Submarkets in these two metros, however, still have the highest asking rents nationally, according to data from proptech provider CommercialEdge. The report, which ranked office submarkets by asking rents in the fourth quarter of 2020, placed San Francisco’s Menlo Park—home to Facebook—at the top with asking rents of $109. 57 per sq. ft., followed by New York’s Plaza District and SoHo submarkets at $104.29 and $94.86 per sq. ft., respectively.
In fact, California submarkets accounted for 29 of the top 50 priciest office submarkets in the United States, according to that data. Fourteen of the submarkets were in the San Francisco metro area, with average asking rents ranging from $60 to $70 per sq. ft. The Bay Area and Los Angeles accounted for the remaining priciest California markets, with Palo Alto, home to 36 tech companies, and Los Gatos, which is home to Netflix’s headquarters, having average asking rents of $92.90 and $82.26 per sq. ft. respectively.
Don’t count on bargains
While most real estate funds aren’t specifically targeting assets in major gateway markets, which have been severely impacted by the pandemic, Muscatello stresses, “The agglomeration of talent and industry in these established markets is hard to replicate, and once the pandemic is fully behind us, leasing is expected to return to the big cities.”
Nonetheless, she says that high-rise office buildings in urban cores are expected to experience more weakness in the near term, which could lead to a reset in pricing, providing buying opportunities for long-term investments.
At the moment, office investment sales volume nationally remains low, at roughly 60 percent below the levels achieved during the previous four years. The most significant trades that happened core markets in recent months involved buildings backed by long-term leases or those specializing in the outperforming biolab subsector.
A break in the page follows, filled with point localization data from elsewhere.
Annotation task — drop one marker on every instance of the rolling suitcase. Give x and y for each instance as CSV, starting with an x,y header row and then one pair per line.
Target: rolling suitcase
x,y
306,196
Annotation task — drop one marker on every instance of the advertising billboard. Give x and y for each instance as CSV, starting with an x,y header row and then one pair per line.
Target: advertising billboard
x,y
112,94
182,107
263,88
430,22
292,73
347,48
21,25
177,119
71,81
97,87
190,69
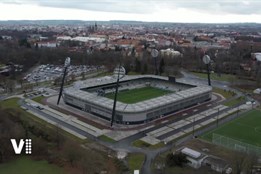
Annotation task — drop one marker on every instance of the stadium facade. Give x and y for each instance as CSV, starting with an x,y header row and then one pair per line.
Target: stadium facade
x,y
89,96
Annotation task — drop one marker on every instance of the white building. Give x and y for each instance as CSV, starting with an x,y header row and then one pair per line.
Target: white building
x,y
195,158
170,52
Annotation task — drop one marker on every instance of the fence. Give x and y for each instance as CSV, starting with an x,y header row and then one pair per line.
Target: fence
x,y
235,144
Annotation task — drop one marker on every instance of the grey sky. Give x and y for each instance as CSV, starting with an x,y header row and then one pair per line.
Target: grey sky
x,y
148,6
206,11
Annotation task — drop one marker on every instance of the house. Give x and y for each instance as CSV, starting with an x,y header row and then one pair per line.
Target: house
x,y
216,164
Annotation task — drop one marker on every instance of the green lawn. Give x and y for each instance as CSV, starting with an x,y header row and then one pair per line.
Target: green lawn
x,y
138,94
135,161
214,76
25,165
246,128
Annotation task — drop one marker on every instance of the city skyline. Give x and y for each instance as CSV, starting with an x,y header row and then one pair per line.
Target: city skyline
x,y
193,11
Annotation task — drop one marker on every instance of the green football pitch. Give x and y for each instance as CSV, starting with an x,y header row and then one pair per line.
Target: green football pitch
x,y
139,94
246,128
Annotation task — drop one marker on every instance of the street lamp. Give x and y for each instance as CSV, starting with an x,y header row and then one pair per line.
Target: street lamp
x,y
154,54
67,63
207,60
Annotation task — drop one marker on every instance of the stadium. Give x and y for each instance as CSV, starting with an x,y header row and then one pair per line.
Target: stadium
x,y
140,99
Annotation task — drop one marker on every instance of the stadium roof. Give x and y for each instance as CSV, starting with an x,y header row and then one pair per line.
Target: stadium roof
x,y
94,99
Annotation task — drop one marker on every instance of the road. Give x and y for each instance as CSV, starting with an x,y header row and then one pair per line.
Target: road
x,y
125,144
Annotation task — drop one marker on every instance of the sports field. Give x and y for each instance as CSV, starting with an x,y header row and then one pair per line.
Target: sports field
x,y
246,128
138,95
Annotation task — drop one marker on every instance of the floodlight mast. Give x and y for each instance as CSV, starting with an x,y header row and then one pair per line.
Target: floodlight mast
x,y
154,54
207,60
115,96
66,65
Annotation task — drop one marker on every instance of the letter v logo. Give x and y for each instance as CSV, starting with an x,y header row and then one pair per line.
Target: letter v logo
x,y
17,149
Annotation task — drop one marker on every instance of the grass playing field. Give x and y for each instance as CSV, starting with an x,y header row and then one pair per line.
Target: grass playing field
x,y
138,95
246,128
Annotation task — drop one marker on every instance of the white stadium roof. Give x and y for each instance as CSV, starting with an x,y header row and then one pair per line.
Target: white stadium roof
x,y
94,99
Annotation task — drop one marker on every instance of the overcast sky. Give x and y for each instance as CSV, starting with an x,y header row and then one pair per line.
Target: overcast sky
x,y
204,11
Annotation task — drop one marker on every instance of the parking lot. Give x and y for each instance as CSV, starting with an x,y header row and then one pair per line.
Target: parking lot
x,y
49,72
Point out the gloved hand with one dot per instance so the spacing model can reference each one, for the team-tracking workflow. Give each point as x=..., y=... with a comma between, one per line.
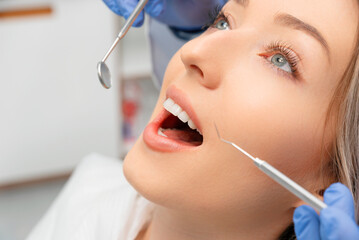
x=182, y=14
x=336, y=222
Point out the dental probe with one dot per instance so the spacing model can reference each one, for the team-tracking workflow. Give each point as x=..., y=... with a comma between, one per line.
x=103, y=72
x=282, y=179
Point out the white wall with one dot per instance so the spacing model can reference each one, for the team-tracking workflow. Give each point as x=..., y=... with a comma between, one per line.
x=53, y=110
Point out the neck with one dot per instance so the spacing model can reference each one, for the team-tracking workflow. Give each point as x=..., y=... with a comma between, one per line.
x=169, y=224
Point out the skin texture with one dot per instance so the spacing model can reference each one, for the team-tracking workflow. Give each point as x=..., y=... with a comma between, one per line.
x=213, y=191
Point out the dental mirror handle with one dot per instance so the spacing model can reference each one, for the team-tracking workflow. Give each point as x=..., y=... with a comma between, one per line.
x=138, y=9
x=290, y=185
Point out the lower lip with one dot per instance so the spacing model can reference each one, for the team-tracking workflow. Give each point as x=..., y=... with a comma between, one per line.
x=160, y=143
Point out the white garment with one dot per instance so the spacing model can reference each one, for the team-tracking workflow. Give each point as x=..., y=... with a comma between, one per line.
x=97, y=203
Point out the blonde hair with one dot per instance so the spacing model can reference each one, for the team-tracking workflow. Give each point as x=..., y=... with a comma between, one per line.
x=344, y=162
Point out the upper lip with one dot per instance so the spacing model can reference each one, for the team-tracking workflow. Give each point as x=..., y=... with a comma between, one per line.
x=182, y=99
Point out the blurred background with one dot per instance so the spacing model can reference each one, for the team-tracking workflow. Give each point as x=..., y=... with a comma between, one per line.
x=53, y=109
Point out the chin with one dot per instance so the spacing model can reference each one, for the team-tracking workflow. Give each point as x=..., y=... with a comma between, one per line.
x=141, y=175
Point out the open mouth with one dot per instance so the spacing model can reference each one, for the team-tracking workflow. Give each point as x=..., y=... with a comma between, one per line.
x=178, y=126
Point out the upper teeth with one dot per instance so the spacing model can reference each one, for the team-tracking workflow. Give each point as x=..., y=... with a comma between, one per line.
x=176, y=110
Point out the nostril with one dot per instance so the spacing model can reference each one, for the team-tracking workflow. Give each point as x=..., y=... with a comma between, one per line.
x=196, y=69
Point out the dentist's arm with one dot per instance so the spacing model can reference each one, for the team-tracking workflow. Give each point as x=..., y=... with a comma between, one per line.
x=336, y=222
x=182, y=14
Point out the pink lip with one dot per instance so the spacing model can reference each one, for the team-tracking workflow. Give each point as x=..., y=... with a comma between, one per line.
x=164, y=144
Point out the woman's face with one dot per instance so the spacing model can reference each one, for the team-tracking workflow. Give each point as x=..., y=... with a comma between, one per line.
x=264, y=73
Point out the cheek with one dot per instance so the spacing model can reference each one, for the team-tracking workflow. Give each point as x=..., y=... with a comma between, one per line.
x=272, y=118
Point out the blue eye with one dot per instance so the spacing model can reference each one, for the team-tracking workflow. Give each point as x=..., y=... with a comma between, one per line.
x=222, y=25
x=281, y=62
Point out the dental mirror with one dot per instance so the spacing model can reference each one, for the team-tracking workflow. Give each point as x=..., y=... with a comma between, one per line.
x=103, y=71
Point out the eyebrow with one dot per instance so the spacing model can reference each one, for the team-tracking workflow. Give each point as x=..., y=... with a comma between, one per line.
x=295, y=23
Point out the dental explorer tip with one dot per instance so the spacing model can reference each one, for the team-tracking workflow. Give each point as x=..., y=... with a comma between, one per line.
x=215, y=126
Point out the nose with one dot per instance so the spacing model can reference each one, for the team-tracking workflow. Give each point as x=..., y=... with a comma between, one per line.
x=203, y=59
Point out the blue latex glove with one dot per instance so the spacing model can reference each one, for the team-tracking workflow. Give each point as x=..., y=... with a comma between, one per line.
x=183, y=14
x=336, y=222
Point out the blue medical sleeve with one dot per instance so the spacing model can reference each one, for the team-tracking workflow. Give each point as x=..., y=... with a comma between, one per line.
x=335, y=222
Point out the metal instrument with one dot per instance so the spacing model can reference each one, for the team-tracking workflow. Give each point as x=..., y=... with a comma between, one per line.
x=282, y=179
x=103, y=71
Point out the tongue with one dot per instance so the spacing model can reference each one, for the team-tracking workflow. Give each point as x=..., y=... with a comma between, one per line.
x=184, y=135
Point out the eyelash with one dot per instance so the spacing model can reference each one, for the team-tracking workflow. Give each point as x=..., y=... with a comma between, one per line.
x=277, y=47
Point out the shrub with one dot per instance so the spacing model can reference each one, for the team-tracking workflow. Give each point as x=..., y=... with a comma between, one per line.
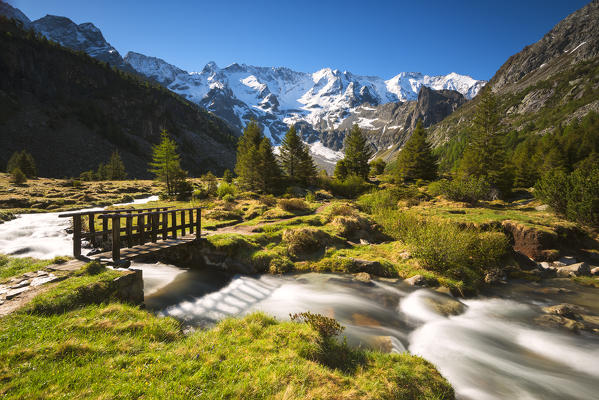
x=293, y=205
x=575, y=196
x=225, y=189
x=17, y=176
x=470, y=189
x=325, y=326
x=350, y=187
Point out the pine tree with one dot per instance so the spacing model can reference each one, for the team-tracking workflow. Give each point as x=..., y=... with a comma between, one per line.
x=357, y=153
x=246, y=167
x=115, y=169
x=256, y=167
x=24, y=161
x=270, y=172
x=484, y=155
x=166, y=164
x=416, y=159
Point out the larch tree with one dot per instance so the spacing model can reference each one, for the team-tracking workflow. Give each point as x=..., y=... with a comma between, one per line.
x=357, y=153
x=416, y=159
x=166, y=163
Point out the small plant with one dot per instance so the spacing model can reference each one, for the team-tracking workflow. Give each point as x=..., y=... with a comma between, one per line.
x=226, y=189
x=17, y=176
x=293, y=205
x=325, y=326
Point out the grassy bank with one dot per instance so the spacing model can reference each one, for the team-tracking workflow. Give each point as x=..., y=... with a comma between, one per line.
x=62, y=346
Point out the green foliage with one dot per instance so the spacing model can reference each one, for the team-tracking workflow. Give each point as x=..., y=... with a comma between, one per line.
x=325, y=326
x=296, y=161
x=466, y=189
x=357, y=154
x=17, y=176
x=416, y=159
x=226, y=189
x=575, y=196
x=166, y=166
x=350, y=187
x=228, y=176
x=24, y=161
x=293, y=205
x=256, y=166
x=484, y=155
x=377, y=167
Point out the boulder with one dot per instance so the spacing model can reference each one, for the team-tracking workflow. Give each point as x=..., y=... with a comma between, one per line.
x=578, y=269
x=416, y=280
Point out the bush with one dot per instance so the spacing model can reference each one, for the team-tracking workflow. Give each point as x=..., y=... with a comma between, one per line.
x=225, y=189
x=575, y=196
x=351, y=187
x=325, y=326
x=468, y=190
x=293, y=205
x=17, y=176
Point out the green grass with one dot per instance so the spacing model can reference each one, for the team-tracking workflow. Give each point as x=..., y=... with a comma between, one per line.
x=118, y=351
x=12, y=266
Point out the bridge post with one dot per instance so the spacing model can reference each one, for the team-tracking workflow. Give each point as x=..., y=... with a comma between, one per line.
x=92, y=228
x=77, y=235
x=174, y=221
x=190, y=221
x=198, y=223
x=182, y=223
x=116, y=239
x=129, y=229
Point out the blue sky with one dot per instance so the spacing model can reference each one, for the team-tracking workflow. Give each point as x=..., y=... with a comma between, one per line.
x=372, y=37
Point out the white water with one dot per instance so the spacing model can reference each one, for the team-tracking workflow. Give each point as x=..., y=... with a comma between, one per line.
x=493, y=350
x=43, y=235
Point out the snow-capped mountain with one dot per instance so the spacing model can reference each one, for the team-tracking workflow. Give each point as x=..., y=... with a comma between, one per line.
x=278, y=97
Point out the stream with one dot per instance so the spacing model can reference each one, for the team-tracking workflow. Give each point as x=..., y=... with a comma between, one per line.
x=488, y=347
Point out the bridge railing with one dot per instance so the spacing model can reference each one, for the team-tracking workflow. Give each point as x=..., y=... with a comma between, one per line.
x=139, y=226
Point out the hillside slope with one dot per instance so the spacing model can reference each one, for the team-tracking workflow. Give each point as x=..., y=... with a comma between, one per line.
x=71, y=111
x=548, y=84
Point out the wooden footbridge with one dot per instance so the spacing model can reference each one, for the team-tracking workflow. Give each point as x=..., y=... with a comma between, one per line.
x=133, y=232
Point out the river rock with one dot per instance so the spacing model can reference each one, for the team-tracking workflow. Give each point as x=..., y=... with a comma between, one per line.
x=416, y=280
x=567, y=260
x=362, y=277
x=565, y=310
x=15, y=292
x=578, y=269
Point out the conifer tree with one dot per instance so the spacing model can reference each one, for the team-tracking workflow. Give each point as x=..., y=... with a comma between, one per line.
x=484, y=155
x=256, y=167
x=115, y=169
x=296, y=161
x=24, y=161
x=166, y=164
x=357, y=153
x=416, y=159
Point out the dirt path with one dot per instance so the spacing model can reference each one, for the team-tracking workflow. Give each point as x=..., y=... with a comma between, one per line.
x=254, y=229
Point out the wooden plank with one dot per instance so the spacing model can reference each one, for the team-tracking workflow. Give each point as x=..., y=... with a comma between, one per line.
x=104, y=230
x=154, y=218
x=76, y=236
x=92, y=229
x=183, y=223
x=116, y=239
x=140, y=227
x=198, y=223
x=191, y=221
x=164, y=226
x=174, y=223
x=129, y=230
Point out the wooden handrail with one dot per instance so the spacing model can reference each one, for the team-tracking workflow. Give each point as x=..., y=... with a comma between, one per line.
x=150, y=228
x=128, y=210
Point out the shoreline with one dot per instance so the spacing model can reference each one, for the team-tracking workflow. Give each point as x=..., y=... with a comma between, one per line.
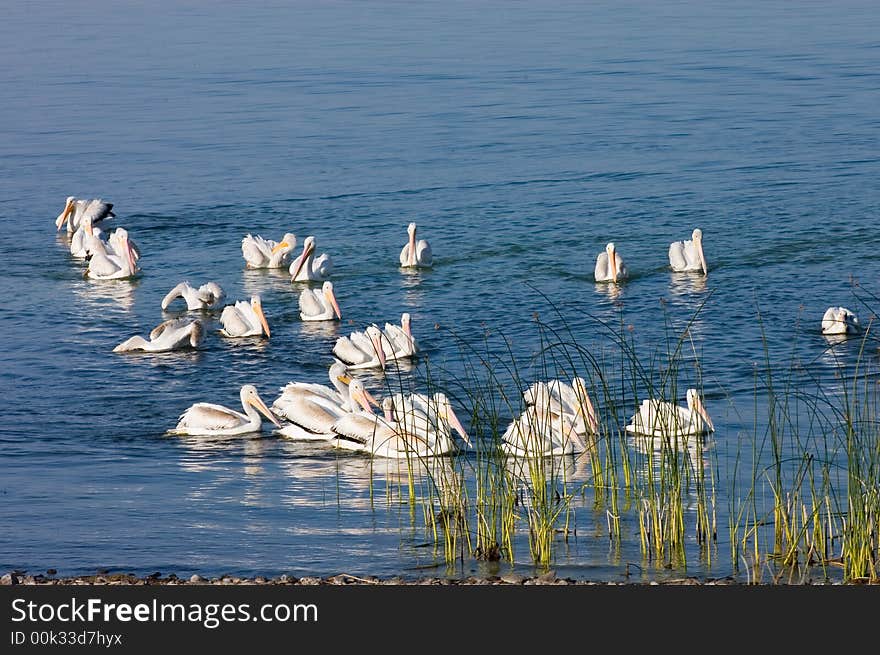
x=512, y=579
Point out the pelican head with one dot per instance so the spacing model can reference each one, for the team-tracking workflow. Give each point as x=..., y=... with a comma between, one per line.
x=359, y=394
x=257, y=306
x=444, y=409
x=375, y=335
x=287, y=243
x=249, y=396
x=585, y=405
x=697, y=237
x=612, y=259
x=68, y=208
x=308, y=249
x=696, y=405
x=329, y=296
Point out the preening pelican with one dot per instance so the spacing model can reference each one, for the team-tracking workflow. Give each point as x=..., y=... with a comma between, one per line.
x=209, y=419
x=688, y=255
x=659, y=418
x=75, y=209
x=610, y=266
x=416, y=254
x=173, y=334
x=397, y=340
x=266, y=253
x=207, y=296
x=319, y=305
x=558, y=419
x=308, y=267
x=840, y=320
x=83, y=243
x=361, y=349
x=244, y=319
x=417, y=426
x=312, y=415
x=116, y=260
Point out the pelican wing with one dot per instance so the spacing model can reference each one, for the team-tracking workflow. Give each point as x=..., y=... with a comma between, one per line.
x=424, y=256
x=209, y=416
x=311, y=303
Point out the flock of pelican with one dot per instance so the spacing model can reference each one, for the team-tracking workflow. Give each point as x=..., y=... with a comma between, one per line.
x=558, y=418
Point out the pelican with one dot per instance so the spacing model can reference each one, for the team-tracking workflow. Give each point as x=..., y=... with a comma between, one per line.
x=840, y=320
x=312, y=415
x=207, y=419
x=658, y=418
x=244, y=319
x=337, y=394
x=431, y=419
x=308, y=267
x=610, y=266
x=105, y=265
x=397, y=340
x=173, y=334
x=266, y=253
x=361, y=349
x=207, y=296
x=416, y=254
x=315, y=305
x=82, y=243
x=688, y=255
x=558, y=420
x=75, y=209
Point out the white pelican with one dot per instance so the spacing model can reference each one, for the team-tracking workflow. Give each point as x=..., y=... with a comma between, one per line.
x=308, y=267
x=75, y=209
x=416, y=254
x=312, y=415
x=209, y=419
x=658, y=418
x=207, y=296
x=266, y=253
x=319, y=305
x=840, y=320
x=244, y=319
x=688, y=255
x=82, y=243
x=337, y=394
x=558, y=420
x=361, y=349
x=431, y=419
x=397, y=340
x=105, y=265
x=610, y=266
x=173, y=334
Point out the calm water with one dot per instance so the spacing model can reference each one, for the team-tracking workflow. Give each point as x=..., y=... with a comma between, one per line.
x=522, y=137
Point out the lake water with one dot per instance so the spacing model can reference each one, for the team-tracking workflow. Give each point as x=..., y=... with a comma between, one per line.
x=521, y=137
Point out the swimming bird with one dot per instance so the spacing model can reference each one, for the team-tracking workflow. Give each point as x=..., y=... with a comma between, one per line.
x=207, y=296
x=840, y=320
x=398, y=341
x=312, y=415
x=244, y=319
x=115, y=260
x=76, y=208
x=558, y=419
x=662, y=418
x=610, y=266
x=361, y=349
x=308, y=267
x=688, y=255
x=416, y=254
x=319, y=305
x=173, y=334
x=206, y=419
x=266, y=253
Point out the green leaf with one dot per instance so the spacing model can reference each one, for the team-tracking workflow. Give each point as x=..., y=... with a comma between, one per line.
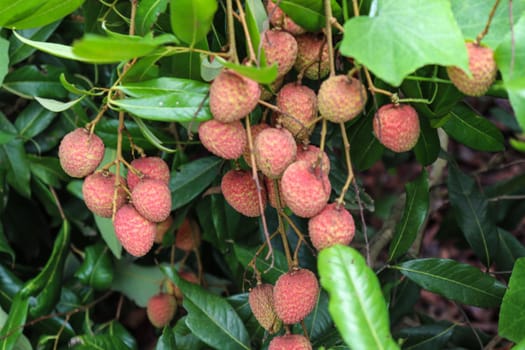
x=464, y=125
x=512, y=311
x=456, y=281
x=407, y=35
x=191, y=20
x=471, y=211
x=356, y=303
x=191, y=179
x=414, y=215
x=210, y=317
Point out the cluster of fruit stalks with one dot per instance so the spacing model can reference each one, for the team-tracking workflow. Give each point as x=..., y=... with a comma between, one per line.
x=293, y=173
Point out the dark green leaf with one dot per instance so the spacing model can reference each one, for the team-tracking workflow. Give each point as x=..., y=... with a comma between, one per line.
x=456, y=281
x=512, y=311
x=414, y=215
x=470, y=209
x=191, y=179
x=356, y=303
x=400, y=30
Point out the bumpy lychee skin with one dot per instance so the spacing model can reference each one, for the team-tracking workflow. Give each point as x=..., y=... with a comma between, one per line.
x=279, y=47
x=483, y=68
x=98, y=190
x=290, y=342
x=134, y=232
x=161, y=309
x=305, y=190
x=151, y=168
x=80, y=153
x=333, y=225
x=295, y=295
x=232, y=96
x=397, y=127
x=226, y=140
x=240, y=191
x=312, y=52
x=152, y=198
x=275, y=149
x=298, y=104
x=261, y=303
x=341, y=98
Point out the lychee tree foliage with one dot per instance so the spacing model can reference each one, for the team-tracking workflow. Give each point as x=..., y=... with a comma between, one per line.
x=372, y=81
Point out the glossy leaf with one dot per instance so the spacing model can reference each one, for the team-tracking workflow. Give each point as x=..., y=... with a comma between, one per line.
x=356, y=303
x=414, y=215
x=512, y=310
x=463, y=283
x=471, y=211
x=400, y=30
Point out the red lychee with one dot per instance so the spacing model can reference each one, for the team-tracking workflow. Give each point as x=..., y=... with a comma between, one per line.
x=134, y=232
x=483, y=68
x=305, y=189
x=333, y=225
x=98, y=190
x=397, y=127
x=226, y=140
x=240, y=191
x=295, y=295
x=80, y=153
x=233, y=96
x=341, y=98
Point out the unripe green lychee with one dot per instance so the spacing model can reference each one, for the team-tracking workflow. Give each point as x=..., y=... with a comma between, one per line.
x=298, y=104
x=341, y=98
x=161, y=309
x=240, y=191
x=152, y=199
x=80, y=153
x=226, y=140
x=261, y=303
x=151, y=167
x=305, y=189
x=483, y=68
x=312, y=56
x=397, y=127
x=233, y=96
x=98, y=190
x=333, y=225
x=134, y=232
x=290, y=342
x=274, y=149
x=279, y=47
x=295, y=295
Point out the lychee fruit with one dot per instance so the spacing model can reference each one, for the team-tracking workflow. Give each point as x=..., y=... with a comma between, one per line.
x=240, y=191
x=150, y=167
x=152, y=199
x=279, y=47
x=290, y=342
x=134, y=232
x=261, y=303
x=312, y=56
x=274, y=149
x=226, y=140
x=305, y=189
x=295, y=295
x=333, y=225
x=98, y=190
x=298, y=104
x=341, y=98
x=161, y=309
x=80, y=153
x=483, y=68
x=233, y=96
x=397, y=127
“The focus has been on high-quality, trophy assets leased to credit tenants, or in the case of a market like Boston, on biotech/lab assets,” says Muscatello. In fact, Boston was the only major market where asking office rents edged up, rising by 0.6 percent, according to Costar.
“There is still demand for high occupancy properties with high-credit tenants and long lease terms. But there is a dearth of activity in anything else except properties that either have a life sciences element or the opportunity for conversion to a life sciences purpose,” agrees Anderson.
For example, two of the larger transactions that took place in New York and Boston in December 2020 involved the $953-million acquisition of a 95 percent share in 410 10th Avenue, a 636,000-sf.-ft. property in New York anchored by Amazon and First Republic Bank by 601 W Companies and the $664-million purchase of the Discovery Park life sciences campus in the Cambridge submarket by REIT Healthpeak Properties.
With so few trades occurring in 2020, there was no significant shift in cap rates, but last year saw office prices per sq. ft. rise modestly on a national level, according to Muscatello. She notes that was because in many cases the deals were already in negotiations prior to the onset of the pandemic in the U.S., which kept pricing relatively stable across most markets. At the end of the fourth quarter, the average cap rate on U.S. office buildings stood at 6.6 percent, according to data firm Real Capital Analytics—flat with the fourth quarter of 2019. The average cap rate for office buildings in Central Business Districts, at 5.8 percent, was still below its historical average of 6.1 percent.